Tous deux issus de l’Ecole des arts appliqués de Lugano, Sabina Oberholzer et Renato Tagli ont travaillé à Zurich avant de s’installer en 1983 à Cevio, petit village du Val Maggia, 25 kilomètres au-dessus de Locarno. Les deux graphistes les plus primés du Tessin jouissent d’une réputation internationale.

En Suisse, ils ont notamment été les premiers lauréats tessinois de la Bourse fédérale des arts appliqués dans la catégorie graphisme, pour l’habillage du journal Il Quotidiano.
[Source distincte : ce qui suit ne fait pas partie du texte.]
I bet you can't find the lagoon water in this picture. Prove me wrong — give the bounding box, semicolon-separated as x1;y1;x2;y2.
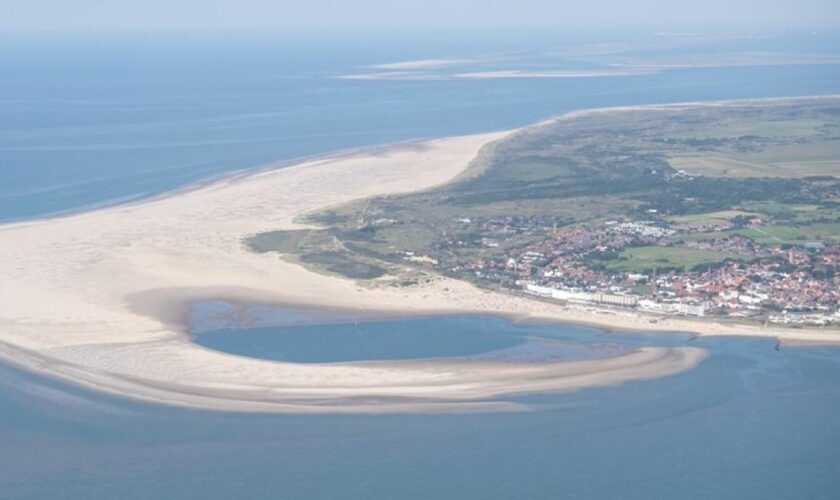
2;31;840;498
189;303;636;363
197;315;531;363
Ils sont sortis troisièmes au concours pour la création des pièces commémoratives du 700e anniversaire de la Confédération et leur studio a été parmi les douze sollicités par la Banque nationale pour le concours d’où sortira la nouvelle série de billets de banque suisse.

Cette année, ils ont gagné le concours de La Poste pour sa série de timbres de vœux, qui doivent redonner vigueur à l’écrit contre l’e-mail et le SMS. Seuls graphistes à avoir osé des créations abstraites sur les thèmes imposés du mariage, de la naissance et des anniversaires, ils ont emporté la décision du public, qui constituait le jury du concours.

Au niveau international, leurs créations ont notamment décroché des prix à Tokyo, à Essen (Allemagne), à Milan, et déjà en 2006 à Téhéran, lors d’un concours sur le thème des religions monothéistes.

Interdire les minarets, comme le demande une initiative qui sera bientôt soumise au vote des citoyens suisses ? Pour Sabina Oberholzer, l’idée est aussi incongrue qu’irrecevable.

«Si on ne veut pas de musulmans en Suisse, il faut le dire, clame l’artiste. Mais du moment qu’on les accepte, on accepte aussi de les laisser pratiquer leur culte. Et donc de construire leurs minarets».